A subtly seductive album that takes its time getting its hooks into the listener, White Pines has an austere aesthetic that ultimately proves gripping, the ideal contemplative companion for a walk through winter woods—which only makes sense considering its origins. "The space was a part of the process in a really big way," says Caperton of the secluded cabin where White Pines was recorded with bandmate/engineer Mike Gunnerson. "I've been going to this place since I was four years old, so I feel like I have a lot of ghosts floating around the place. Every time we went up there I would have the most intense dreams, and those often fed into the songs, and I think that was a result of me having so much history there. To be making this document in that place resulted in weird layers of resonance happening."
"There's a personal element to the process when you've got all the writing and recording happening in one room, without other people around second-guessing," offers Gunnerson. "The cabin gave us the ability to record, walk down to the lake, and think without being obsessed with the song we were working on at the time. It was easy to clear our heads and come back with fresh ears to take things in different directions."

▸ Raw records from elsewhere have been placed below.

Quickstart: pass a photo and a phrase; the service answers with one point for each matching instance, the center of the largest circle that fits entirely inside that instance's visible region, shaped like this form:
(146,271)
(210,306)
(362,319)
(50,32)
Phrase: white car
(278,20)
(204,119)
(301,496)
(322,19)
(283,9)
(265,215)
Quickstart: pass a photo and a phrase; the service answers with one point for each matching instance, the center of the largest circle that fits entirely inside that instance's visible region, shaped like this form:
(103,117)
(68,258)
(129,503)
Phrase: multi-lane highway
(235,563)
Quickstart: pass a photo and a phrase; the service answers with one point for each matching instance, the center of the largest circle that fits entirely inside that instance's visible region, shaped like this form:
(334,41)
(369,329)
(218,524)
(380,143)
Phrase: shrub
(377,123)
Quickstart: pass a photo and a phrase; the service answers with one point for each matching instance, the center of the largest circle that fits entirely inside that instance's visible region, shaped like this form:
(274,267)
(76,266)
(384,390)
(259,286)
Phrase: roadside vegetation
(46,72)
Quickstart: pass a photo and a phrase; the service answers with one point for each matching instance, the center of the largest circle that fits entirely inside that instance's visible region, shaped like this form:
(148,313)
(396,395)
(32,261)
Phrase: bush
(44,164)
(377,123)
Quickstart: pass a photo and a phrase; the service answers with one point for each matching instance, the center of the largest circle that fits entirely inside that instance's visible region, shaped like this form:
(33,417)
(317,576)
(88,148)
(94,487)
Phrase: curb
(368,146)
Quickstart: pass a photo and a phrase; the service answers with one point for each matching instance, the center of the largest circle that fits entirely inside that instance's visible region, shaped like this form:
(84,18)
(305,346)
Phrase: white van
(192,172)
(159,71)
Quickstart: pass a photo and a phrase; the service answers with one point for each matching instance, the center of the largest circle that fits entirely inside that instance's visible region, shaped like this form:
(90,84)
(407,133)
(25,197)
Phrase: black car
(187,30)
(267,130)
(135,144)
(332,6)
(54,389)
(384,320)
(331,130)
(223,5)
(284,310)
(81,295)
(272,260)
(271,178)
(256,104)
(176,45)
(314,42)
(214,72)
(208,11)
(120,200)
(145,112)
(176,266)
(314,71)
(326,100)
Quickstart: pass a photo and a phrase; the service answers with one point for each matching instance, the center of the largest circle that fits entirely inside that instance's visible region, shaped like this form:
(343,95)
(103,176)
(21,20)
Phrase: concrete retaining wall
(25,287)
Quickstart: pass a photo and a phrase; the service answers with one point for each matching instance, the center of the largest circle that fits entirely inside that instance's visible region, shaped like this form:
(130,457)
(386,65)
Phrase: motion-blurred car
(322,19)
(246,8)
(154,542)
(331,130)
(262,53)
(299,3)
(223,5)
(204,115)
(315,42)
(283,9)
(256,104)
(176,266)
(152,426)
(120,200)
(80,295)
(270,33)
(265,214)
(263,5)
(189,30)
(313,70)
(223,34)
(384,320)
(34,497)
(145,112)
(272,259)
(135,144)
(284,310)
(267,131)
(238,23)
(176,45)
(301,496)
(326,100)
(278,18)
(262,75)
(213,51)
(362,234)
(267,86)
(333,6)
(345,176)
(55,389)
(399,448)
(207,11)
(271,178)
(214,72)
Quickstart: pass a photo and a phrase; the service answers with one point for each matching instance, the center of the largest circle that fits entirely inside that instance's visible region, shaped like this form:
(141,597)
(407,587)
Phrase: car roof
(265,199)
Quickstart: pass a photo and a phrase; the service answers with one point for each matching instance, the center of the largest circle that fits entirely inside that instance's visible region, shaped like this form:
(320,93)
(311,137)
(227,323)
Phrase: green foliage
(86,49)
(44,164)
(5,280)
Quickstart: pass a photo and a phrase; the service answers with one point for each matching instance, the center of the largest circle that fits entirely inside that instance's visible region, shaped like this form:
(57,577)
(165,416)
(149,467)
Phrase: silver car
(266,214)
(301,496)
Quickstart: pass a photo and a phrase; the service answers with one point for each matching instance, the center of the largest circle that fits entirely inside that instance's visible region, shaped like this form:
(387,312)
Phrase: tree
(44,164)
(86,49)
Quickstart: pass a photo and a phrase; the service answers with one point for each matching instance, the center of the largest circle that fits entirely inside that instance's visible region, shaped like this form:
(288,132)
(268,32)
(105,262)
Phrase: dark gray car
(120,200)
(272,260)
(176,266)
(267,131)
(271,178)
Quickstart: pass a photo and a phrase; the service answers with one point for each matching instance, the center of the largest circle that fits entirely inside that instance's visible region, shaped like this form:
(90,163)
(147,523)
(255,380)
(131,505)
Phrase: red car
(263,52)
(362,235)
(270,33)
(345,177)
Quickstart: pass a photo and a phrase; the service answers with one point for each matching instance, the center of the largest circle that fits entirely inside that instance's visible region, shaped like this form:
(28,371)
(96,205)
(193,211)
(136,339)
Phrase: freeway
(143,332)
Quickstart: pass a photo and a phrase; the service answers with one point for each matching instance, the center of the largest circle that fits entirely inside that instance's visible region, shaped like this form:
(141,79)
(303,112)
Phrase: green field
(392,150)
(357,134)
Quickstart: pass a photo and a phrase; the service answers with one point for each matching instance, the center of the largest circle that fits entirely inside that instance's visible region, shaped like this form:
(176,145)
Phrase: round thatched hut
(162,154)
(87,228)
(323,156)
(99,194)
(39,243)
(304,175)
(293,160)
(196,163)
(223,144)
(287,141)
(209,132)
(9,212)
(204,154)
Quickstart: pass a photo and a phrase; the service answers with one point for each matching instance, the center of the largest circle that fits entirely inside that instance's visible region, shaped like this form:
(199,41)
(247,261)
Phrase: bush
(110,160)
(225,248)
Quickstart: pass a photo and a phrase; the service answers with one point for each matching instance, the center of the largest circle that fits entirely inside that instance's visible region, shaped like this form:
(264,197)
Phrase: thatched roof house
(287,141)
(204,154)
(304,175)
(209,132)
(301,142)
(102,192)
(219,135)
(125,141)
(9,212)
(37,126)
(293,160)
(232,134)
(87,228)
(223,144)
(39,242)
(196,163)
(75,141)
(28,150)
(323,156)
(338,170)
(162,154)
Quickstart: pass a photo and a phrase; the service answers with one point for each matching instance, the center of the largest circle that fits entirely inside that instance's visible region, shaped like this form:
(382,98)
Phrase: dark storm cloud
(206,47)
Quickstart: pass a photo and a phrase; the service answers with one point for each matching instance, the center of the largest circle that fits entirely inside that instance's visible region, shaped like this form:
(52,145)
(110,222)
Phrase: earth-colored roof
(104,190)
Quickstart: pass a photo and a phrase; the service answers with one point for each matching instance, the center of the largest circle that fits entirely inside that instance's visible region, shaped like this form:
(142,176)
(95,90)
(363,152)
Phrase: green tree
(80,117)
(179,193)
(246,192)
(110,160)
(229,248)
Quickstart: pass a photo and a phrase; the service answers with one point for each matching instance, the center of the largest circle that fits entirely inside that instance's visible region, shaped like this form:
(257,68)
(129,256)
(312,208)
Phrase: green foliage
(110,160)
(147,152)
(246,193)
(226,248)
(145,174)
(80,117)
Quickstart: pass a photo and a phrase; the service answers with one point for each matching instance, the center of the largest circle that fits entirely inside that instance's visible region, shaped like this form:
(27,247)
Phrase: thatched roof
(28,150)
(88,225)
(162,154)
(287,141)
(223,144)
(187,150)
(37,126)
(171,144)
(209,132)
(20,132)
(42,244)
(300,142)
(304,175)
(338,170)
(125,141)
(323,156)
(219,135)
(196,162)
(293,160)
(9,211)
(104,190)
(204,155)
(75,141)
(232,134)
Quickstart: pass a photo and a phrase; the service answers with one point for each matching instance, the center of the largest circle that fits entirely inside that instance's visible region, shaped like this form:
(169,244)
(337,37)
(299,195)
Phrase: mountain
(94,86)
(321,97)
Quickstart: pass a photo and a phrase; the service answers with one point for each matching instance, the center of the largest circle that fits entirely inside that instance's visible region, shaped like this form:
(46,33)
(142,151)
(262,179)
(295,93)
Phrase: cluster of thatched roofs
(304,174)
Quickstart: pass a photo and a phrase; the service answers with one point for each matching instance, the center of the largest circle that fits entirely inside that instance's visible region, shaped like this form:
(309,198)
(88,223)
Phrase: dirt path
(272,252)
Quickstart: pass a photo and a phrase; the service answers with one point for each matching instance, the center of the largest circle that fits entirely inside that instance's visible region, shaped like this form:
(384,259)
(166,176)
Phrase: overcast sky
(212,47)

Chances are that for at least the next decade, whenever an indie rock musician in the Upper Midwest retreats from larger society and returns with an excellent folk record, the words "Bon Iver" will be thrown around. In this case the comparison makes sense, as artfully layered harmonies and hard-to-place but easy-to-love ambient backing atmospherics are some of the key elements that make Ten Centuries so mesmerizing. Whether or not the group experiences similar break-out success, however, Caperton and Gunnerson appear content having found a new model for their artistic pursuits that works on their terms—they've already made multiple follow-up recording trips to the cabin since White Pines was put to tape this fall.
"My personal music-making motivations are different now than they were 10 years ago," admits Caperton, who is 29. "We've both done the whole guy-in-a-band life and toured the country. This is more introspective—it's about the process of making music with friends and less about trying to make it big. Music's become less of a crazy driving force and settled into more of a core part of who I am. I'm excited about the possibility of making a lot more records this way."